Descriptions, Reviews, Etc.
Publisher Description:
In the first third of the twentieth century, the publishing industry in the United Kingdom and the United States was marked by well-established and comfortable traditions pursued by family-dominated firms. The British trade was the preserve of self-satisfied men entirely certain of their superiority in the world of letters; their counterparts in North America were blissfully unaware of development and trends outside their borders. In this unique historical analysis, Richard Abel and Gordon Graham show how publishing evolved post-World War II to embrace a different, more culturally inclusive, vision.Unfortunately, even among the learned classes, only a handful clearly understood either the nature or the likely consequences of the mounting geopolitical tensions that gripped pre-war Europe. The world was largely caught up in the ill-informed and unexamined but widely held smug and shallow belief that the huge price paid in "the war to end all wars" had purchased perpetual peace, a peace to be maintained by the numerous, post-war high-minded treaties ceremoniously signed thereafter.The history presented here has as its principals a handful of those who fled to the Anglo-Saxon shores in the pre-World War II era. The remainder made their way to Britain and the United States following that war. They brought an entirely new vision of and energetic pursuit of the cultural role of the book and journal in a society, a vision which was quickly adopted and naturalized by a perspicacious band of post-war native-born book people.

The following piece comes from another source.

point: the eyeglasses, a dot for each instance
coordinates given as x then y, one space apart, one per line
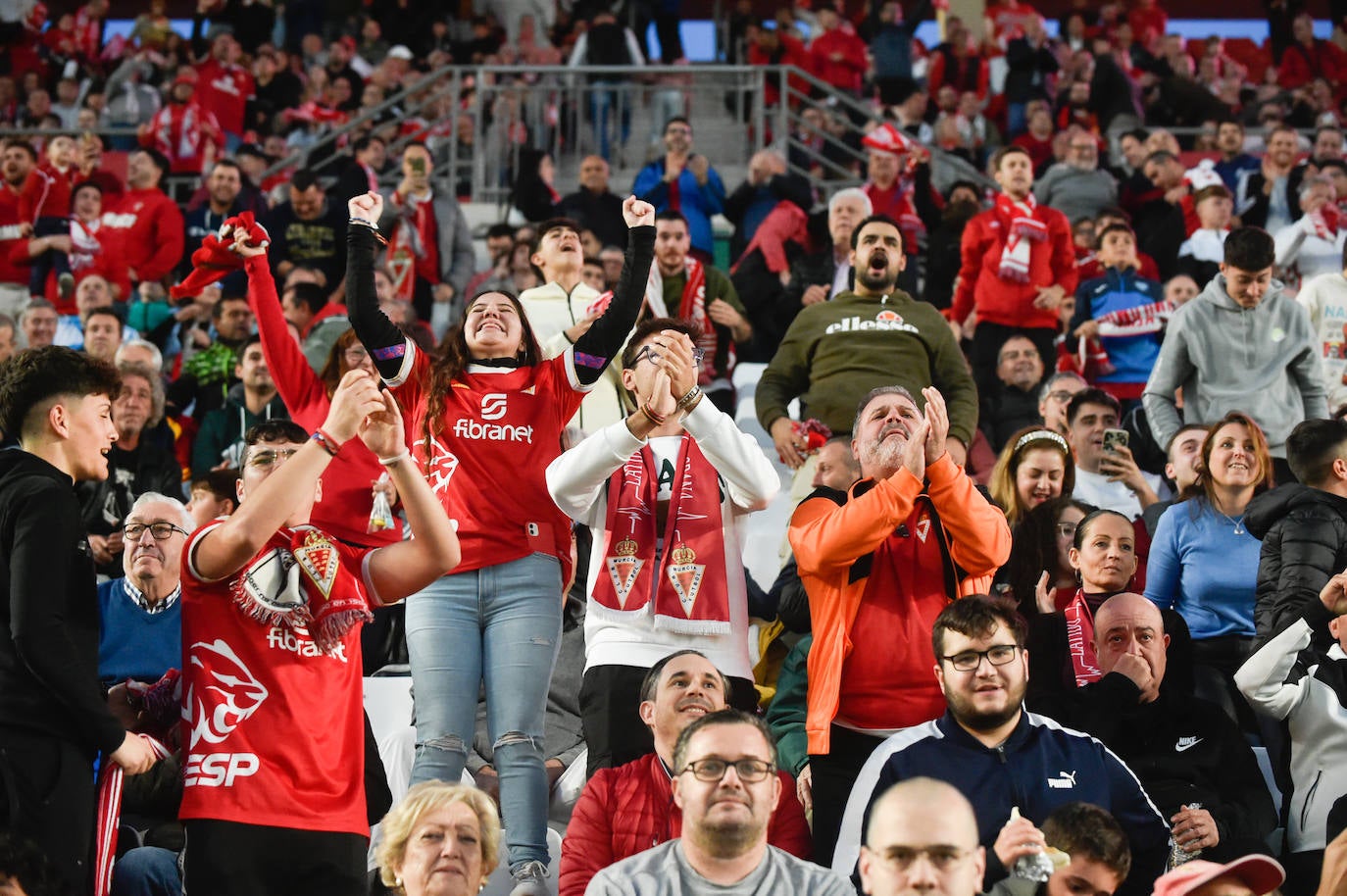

Contributor Bio(s): Abel, Richard: -

Richard Abel (1925-2013) was secretary of the LOGOS Foundation and a long-standing member of its editorial board. He founded and started numerous publishing houses, including Timber Press, Amadeus Press, and what is now Blackwell North America. He has well over forty years of experience in the publishing industry.

Graham, Gordon: -

Gordon Graham is the editor of Logos. He served as vice president of McGraw Hill's book business in Europe and the Middle East, and later became chairman and chief executive of Butterworth's Publishers, a post he held from 1974 to 1990.